Microsoft argues that in the PC world alone, there are plenty of potential customers. Adding a PC-like game console would in theory only add to that market.
Executives from game console makers Sony and Sega aren't quite as sure that developers are excited about that prospect. "In the last nine months, there's been a huge shift among PC game title publishers," Neal Robison, group director of licensing at Sega remarked at a panel discussion today. "They are tired of struggling to keep up with the PC platform."
Phil Harrison, vice president of research and development for Sony Computer Entertainment, said that the PC market looks impressively large compared with the console market, but it actually consists of many different markets because of the wide range of PC specifications that game developers have to address. In other words, not all PCs have the same processor, and they can't all play games with the same level of quality.
On the other hand, all 75 million Sony PlayStations are exactly alike, and even PlayStation 2 systems have the processor from the first PlayStation so they can play older games, he said.
"Developers can target the hardware specifically and be confident that they are going to be hitting 100 percent of that market.
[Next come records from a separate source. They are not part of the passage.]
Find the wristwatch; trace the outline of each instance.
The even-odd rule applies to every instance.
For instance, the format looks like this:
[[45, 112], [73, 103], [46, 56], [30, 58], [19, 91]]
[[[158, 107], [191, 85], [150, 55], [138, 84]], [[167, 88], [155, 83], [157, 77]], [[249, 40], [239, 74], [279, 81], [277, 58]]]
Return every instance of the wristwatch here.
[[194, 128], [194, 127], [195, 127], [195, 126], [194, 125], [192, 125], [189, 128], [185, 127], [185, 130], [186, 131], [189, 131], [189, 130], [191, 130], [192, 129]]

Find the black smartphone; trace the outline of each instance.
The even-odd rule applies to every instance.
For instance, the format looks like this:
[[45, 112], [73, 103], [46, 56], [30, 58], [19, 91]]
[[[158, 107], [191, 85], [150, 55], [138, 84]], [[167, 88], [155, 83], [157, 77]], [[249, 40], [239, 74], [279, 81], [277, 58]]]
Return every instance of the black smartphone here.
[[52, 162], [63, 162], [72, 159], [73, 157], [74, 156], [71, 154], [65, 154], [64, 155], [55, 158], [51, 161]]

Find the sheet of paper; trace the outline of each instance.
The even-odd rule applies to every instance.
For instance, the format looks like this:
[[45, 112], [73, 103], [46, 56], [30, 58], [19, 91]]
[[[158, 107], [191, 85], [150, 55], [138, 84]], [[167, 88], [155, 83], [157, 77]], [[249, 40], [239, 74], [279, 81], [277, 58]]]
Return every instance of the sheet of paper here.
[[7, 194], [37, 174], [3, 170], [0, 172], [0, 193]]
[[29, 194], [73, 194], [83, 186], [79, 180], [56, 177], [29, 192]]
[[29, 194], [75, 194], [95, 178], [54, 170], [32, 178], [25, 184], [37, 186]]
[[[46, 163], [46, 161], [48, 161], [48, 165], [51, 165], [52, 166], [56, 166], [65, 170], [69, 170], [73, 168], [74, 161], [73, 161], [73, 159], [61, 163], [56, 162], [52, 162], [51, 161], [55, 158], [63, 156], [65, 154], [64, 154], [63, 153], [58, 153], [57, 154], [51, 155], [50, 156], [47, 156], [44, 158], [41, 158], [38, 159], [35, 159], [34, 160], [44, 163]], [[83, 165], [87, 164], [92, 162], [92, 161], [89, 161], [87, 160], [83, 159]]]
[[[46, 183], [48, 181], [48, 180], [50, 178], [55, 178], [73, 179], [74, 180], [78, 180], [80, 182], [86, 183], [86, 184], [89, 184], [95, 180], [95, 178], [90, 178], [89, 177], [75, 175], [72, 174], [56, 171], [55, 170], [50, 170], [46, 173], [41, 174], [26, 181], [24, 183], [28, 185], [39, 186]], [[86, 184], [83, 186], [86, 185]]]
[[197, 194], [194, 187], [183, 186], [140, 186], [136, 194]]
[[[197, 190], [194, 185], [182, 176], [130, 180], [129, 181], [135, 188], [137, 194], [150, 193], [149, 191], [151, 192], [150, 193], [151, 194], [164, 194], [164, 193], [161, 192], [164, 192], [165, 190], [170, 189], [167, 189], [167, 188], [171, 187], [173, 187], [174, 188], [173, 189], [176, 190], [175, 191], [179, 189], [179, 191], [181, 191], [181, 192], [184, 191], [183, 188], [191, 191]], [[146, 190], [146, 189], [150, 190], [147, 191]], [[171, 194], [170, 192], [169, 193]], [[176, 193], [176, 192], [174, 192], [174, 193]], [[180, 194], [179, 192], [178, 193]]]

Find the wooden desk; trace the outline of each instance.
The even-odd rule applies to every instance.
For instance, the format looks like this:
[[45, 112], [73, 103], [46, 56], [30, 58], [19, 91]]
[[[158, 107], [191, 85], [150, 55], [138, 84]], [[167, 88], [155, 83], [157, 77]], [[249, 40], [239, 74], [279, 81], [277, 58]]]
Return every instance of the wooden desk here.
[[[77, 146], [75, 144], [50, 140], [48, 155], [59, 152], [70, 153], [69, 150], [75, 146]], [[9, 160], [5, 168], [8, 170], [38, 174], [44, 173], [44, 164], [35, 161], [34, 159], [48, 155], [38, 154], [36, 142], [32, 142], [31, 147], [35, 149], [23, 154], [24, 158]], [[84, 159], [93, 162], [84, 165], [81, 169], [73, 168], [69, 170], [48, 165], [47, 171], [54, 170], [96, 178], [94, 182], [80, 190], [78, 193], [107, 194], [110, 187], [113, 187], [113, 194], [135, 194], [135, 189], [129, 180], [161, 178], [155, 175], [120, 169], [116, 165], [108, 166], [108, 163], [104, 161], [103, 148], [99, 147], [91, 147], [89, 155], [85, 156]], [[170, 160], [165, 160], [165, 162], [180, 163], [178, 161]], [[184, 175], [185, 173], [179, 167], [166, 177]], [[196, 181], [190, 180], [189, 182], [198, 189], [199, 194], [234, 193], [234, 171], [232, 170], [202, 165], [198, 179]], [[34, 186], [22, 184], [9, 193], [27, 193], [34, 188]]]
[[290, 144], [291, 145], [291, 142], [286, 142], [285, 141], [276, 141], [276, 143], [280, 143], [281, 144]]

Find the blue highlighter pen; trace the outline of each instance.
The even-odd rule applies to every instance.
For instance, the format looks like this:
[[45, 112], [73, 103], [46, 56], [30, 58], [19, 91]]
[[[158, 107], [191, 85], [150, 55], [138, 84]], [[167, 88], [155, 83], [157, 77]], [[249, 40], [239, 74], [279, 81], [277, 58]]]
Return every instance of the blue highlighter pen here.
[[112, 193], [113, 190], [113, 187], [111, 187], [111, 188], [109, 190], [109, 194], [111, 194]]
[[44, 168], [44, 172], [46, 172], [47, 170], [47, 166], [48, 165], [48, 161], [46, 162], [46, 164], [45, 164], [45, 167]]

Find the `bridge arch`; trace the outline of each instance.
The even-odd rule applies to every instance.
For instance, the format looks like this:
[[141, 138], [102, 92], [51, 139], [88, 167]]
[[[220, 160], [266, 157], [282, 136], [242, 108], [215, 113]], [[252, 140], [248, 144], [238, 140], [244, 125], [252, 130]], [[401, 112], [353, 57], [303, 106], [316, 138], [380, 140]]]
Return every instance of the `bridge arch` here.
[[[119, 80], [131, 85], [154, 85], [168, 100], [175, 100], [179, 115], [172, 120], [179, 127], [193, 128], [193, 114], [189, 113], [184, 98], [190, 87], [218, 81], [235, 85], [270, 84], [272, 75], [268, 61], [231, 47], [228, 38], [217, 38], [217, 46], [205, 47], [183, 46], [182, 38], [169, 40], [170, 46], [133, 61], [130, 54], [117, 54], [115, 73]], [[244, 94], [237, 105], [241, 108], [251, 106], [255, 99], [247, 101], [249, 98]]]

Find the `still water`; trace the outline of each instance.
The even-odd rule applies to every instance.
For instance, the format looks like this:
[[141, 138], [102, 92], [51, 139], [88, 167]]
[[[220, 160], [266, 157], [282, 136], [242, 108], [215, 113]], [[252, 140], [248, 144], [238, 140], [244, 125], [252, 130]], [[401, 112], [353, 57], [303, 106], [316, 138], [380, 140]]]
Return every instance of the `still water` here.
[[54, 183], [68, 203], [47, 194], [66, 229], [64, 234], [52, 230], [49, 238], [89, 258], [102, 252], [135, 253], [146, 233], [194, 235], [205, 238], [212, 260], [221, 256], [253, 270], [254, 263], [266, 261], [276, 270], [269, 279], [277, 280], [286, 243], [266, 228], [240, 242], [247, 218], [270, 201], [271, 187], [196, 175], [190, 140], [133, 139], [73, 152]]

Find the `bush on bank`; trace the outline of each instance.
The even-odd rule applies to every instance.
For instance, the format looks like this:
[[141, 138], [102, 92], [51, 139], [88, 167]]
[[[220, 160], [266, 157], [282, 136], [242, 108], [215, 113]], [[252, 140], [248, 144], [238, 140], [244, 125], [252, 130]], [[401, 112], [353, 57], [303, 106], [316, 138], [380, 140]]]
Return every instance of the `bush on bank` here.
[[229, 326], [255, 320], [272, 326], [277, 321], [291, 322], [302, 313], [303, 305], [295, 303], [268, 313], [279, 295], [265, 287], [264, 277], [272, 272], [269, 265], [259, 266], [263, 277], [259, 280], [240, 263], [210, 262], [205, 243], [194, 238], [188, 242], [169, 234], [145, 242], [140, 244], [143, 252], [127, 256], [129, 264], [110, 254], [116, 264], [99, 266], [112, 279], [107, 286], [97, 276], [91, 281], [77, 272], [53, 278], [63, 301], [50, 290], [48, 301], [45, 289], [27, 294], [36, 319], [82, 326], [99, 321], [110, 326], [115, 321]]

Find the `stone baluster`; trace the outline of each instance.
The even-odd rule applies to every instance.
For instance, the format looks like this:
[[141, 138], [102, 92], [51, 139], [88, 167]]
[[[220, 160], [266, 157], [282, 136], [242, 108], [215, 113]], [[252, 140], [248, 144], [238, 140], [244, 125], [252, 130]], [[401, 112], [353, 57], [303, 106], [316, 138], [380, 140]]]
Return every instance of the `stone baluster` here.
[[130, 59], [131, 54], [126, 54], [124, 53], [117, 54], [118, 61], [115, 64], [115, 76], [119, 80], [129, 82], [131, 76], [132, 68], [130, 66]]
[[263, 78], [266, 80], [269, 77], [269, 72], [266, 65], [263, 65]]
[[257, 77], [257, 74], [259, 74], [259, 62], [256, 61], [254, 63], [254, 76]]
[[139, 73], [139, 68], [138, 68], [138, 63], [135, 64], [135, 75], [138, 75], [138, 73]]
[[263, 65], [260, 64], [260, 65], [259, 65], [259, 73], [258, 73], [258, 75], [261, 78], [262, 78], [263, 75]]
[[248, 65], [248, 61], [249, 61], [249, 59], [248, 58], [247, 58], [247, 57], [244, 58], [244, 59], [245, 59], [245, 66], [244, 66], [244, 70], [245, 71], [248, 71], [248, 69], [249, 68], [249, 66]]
That's obviously impossible in the PC space," said Harrison.
Ted Hase, group program manager with Microsoft for its DirectX technologies, said that argument implies that companies like Electronic Arts, Konami, Eidos and others will have to make an either/or decision about developing games. But a robust economy means game developers aren't having to targeting development budgets either to consoles or PCs, he claimed. On the contrary, he thinks developers are thinking about both to ensure they have a steady revenue stream from sales on both platforms.
Several major game firms have already signed on to the X-Box camp. Activision, a video game powerhouse, is among the companies that will release games for the X-Box. "We are supporting the platform," Activision spokeswoman Ryh-Ming Poon said today.
Sierra Studios, a video game manufacturer most noted for "Half-Life" and other PC games, is evaluating the X-Box but doesn't plan any announcements in the near term, said spokeswoman Genevieve Ostergard. The company is expanding beyond PCs into dedicated gaming consoles, she added.
While declining to comment on the X-Box, Hase did say, "The proliferation of platforms is a good thing for the industry" and indicates a growing economy.
Gates may well decide to highlight what the company has done to help insulate developers from the problems Harrison refers to. DirectX is a collection of APIs (application programming interfaces) that act like a translator between a program's instructions and the PC's hardware. The DirectX software can help the program run without having to know exactly what type of hard drive or audio card is installed.
Already, Microsoft has given developers a preview of the next version of the software, called DirectX 8.0, which will let consumers chat with each other while playing games.
Microsoft is eyeing the gaming console market out of necessity. The overall market for game software in the United States and Europe is expected to grow from $8.7 billion last year to $17.2 billion by 2003, according to Datamonitor. The PC's slice of that pie will shrink from 38 percent to 31 percent by then, Datamonitor predicts, while Sony and Nintendo platform sales will account for 67 percent of all sales.
"The future of home entertainment is the living room. We clearly think it will be centered around the TV," said Robison.
In that light, Microsoft, the fourth largest maker of games for the PC, has been keen on the console market because software sales are expanding so rapidly on that side.